Pandas dataframe 列值取决于动态行数

Question

I've got a dataframe that looks something like this:我有一个看起来像这样的 dataframe：

user用户	current_date当前的日期	prior_date之前的日期	points_scored points_scored
1 1	2021-01-01 2021-01-01	2020-10-01 2020-10-01	5 5
2 2	2021-01-01 2021-01-01	2020-10-01 2020-10-01	4 4
2 2	2021-01-21 2021-01-21	2020-10-21 2020-10-21	4 4
2 2	2021-05-01 2021-05-01	2021-02-01 2021-02-01	4 4

The prior_date column is simply current_date - 3 months and points_scored is the number of points scored on current_date . prior_date列只是current_date - 3 months ，而points_scored是current_date得分的点数。 I'd like to be able to identify which rows had sum(points_scored) >= 8 where for a given user , the rows considered would be where current_date is between current_date and prior_date .我希望能够确定哪些行sum(points_scored) >= 8对于给定的user ，考虑的行将是current_date介于current_date和prior_date之间的位置。 It is guaranteed that no single row will have a value of points_scored >= 8 .保证没有单行的值points_scored >= 8 。
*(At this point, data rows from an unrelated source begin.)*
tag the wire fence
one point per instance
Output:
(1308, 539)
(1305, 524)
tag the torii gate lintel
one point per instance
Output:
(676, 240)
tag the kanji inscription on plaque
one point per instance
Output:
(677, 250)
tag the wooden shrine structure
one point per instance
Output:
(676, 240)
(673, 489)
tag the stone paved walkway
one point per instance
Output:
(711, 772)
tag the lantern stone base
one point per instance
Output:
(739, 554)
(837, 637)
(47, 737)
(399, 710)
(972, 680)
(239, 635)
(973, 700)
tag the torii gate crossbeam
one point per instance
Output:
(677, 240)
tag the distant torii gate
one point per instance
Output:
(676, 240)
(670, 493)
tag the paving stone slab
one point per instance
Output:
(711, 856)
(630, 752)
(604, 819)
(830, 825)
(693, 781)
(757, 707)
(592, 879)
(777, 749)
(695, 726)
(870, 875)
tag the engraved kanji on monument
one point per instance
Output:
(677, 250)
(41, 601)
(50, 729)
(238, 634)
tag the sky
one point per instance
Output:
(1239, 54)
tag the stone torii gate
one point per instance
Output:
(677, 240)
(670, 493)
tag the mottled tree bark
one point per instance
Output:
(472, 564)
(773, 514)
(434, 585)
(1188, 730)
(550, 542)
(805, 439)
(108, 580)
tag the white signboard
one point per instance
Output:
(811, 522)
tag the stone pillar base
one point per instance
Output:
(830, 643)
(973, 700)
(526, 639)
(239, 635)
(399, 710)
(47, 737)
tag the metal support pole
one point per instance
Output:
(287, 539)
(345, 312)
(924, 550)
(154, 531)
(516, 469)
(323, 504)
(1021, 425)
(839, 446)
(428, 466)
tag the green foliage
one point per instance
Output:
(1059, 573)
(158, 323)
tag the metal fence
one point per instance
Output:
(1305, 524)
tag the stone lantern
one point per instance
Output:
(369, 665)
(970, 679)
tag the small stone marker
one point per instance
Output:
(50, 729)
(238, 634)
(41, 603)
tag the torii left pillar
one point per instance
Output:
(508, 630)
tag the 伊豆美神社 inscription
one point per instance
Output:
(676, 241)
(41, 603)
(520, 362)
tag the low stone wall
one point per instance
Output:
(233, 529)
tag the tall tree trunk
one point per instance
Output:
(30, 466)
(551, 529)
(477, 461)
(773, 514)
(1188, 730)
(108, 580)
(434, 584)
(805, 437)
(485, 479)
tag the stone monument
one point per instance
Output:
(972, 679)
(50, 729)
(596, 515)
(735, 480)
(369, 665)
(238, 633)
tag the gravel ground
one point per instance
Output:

For example, in the example above, I'd like something like this returned:例如，在上面的示例中，我希望返回如下内容：

user用户	current_date当前的日期	prior_date之前的日期	points_scored points_scored	flag旗帜
1 1	2021-01-01 2021-01-01	2021-04-01 2021-04-01	5 5	0 0
2 2	2021-01-01 2021-01-01	2020-10-01 2020-10-01	4 4	0 0
2 2	2021-01-21 2021-01-21	2020-10-21 2020-10-21	4 4	1 1
2 2	2021-05-01 2021-05-01	2021-02-01 2021-02-01	4 4	0 0

The third row shows flag=1 because for row 3's values of current_date=2021-01-21 and prior_date=2020-10-21 , the rows to consider would be rows 2 and 3. We consider row 2 because row 2's current_date=2021-01-01 which is between row 3's current_date and prior_date .第三行显示flag=1 ，因为对于第 3 行的current_date=2021-01-21和prior_date=2020-10-21的值，要考虑的行是第 2 行和第 3 行。我们考虑第 2 行，因为第 2 行的current_date=2021-01-01在第 3 行的current_date和prior_date之间。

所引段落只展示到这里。